In a damning indictment of the state’s bail laws, a series of magistrates failed to revoke Barbaro’s bail — awarded in 2013 for a drug manufacturing charge that would have locked him up for 20 years — during four separate court cases.
The condition of the unstable and aggressive gangster’s bail was that he “be of good behaviour” and not commit a single offence.
And yet not one of the magistrates who heard his intimidation and assault cases revoked his bail.
The shocking revelation of how lenient the courts were on Barbaro comes as new figures show the average defendant granted bail in the District and Supreme Courts is free for nearly two years, posing a serious risk to the community.

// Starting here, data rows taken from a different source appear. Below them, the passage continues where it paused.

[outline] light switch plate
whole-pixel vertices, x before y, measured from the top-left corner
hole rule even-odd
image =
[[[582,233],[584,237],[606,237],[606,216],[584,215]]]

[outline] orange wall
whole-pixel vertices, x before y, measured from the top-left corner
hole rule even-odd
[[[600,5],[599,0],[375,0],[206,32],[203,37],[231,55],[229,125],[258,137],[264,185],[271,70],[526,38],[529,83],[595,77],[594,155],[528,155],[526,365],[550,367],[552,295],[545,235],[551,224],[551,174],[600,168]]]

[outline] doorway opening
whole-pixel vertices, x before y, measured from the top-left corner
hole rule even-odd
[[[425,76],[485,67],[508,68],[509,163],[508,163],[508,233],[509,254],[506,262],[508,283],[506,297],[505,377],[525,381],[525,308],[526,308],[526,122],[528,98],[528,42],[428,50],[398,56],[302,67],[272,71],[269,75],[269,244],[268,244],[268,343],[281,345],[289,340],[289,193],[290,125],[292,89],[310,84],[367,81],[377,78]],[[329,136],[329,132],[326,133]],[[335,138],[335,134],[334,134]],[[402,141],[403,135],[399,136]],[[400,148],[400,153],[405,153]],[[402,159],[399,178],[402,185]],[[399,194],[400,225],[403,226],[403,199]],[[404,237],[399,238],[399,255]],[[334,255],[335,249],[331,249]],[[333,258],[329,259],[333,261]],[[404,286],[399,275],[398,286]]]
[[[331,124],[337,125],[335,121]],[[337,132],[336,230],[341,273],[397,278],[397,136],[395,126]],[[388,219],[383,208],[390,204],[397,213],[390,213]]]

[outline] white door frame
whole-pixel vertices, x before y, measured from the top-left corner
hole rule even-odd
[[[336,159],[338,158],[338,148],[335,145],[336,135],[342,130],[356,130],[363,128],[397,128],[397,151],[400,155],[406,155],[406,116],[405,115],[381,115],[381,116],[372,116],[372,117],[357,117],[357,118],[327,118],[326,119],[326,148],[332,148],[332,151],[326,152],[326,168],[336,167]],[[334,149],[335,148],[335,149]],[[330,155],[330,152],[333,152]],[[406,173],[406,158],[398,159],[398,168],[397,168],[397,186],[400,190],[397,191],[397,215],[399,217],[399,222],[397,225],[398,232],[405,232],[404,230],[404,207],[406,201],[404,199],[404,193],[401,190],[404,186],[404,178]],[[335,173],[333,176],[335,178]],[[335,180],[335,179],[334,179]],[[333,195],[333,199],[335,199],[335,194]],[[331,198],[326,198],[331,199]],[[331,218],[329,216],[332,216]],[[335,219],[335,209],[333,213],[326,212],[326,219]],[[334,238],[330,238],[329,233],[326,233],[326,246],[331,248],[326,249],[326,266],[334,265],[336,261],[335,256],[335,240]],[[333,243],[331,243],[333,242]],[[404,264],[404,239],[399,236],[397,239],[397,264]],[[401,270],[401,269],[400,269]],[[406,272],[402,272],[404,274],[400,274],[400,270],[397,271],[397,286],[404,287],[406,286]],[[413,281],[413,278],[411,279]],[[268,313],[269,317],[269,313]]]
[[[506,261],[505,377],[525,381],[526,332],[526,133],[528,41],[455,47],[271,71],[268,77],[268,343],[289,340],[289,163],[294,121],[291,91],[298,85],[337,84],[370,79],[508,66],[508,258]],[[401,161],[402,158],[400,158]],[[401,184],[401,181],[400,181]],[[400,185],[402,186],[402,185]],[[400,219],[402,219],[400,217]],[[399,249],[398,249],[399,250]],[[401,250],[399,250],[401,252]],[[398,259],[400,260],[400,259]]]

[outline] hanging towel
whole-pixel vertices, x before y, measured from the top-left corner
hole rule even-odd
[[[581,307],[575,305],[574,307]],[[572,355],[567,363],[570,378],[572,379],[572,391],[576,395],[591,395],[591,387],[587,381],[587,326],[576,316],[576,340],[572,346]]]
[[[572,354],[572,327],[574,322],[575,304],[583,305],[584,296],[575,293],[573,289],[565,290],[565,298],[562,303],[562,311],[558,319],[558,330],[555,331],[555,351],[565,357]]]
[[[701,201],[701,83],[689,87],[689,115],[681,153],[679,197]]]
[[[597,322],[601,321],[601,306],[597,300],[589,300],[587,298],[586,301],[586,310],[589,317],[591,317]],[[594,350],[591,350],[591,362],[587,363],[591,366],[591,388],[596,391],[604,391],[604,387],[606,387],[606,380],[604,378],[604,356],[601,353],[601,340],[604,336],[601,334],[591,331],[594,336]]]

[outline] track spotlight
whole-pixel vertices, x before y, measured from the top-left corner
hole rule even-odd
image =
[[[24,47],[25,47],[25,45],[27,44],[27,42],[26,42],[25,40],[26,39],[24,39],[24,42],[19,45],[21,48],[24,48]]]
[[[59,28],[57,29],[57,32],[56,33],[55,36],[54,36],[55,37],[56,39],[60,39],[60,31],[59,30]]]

The police union said the Barbaro bail debacle was a “slap in the face” to officers, while a leading victim support group said criminal lawyers were exploiting loopholes to keep career criminals free on bail for as long as they could.
In 2012, Barbaro was charged with manufacturing 2kg of ice and was granted bail in a local court in May 2013. Despite facing one of the most serious offences in NSW — commercial drug manufacturing — the cocky gangster blatantly and repeatedly flouted the law.
In one sickening incident he accosted a 72-year-old grandmother, calling her an “old Jewish piece of shit” and then boasted to police that he lived in “the nicest house on Darling Point” after a minor fender bender in August 2014.
The case was heard in January this year in Waverley Local Court, resulting in Barbaro, who drove a $2 million Lamborghini and had a collection of expensive watches, being fined a paltry $250.
In September this year Barbaro pleaded guilty to common assault, stalking and intimidating with fear of physical harm.
The magistrate gave him 150 hours of community service and continued his bail.
Two months earlier, the mobster’s wife Melinda Barbaro took out an AVO against him. And in February 2015 he was charged with threatening to use unlawful violence to persons unknown in Double Bay. The court believed his plea of not guilty and allowed him to walk free again.
During his three years on bail Barbaro was listed to appear in court a staggering 41 times — a shocking statistic that was slammed by NSW Police Association president Scott Weber as “a slap in the face” for police offices.
“It creates a revolving door justice system and sends the message to individuals on bail they can keep having numerous breaches. It’s incredibly frustrating for hardworking police officers,” he said.
NSW Attorney-General Gabrielle Upton refused to comment on the Barbaro bail debacle, saying only that the Baird government would “continue to keep a close eye on the bail laws to ensure they are working to keep the community safe”.
NSW Victims of Crime Assistance League vice-president Howard Brown said it was disgrace Barbaro was a free man.
“Some lawyers I think take advantage of the system to try and prolong cases to give their clients more time free on bail,” Mr Brown said.
Even though the Baird government has toughened up the state’s bail laws, legal sources told The Daily Telegraph that the average bail time for District and Supreme Courts is at its highest in five years at an average of 575 days — up from 497 days in 2011.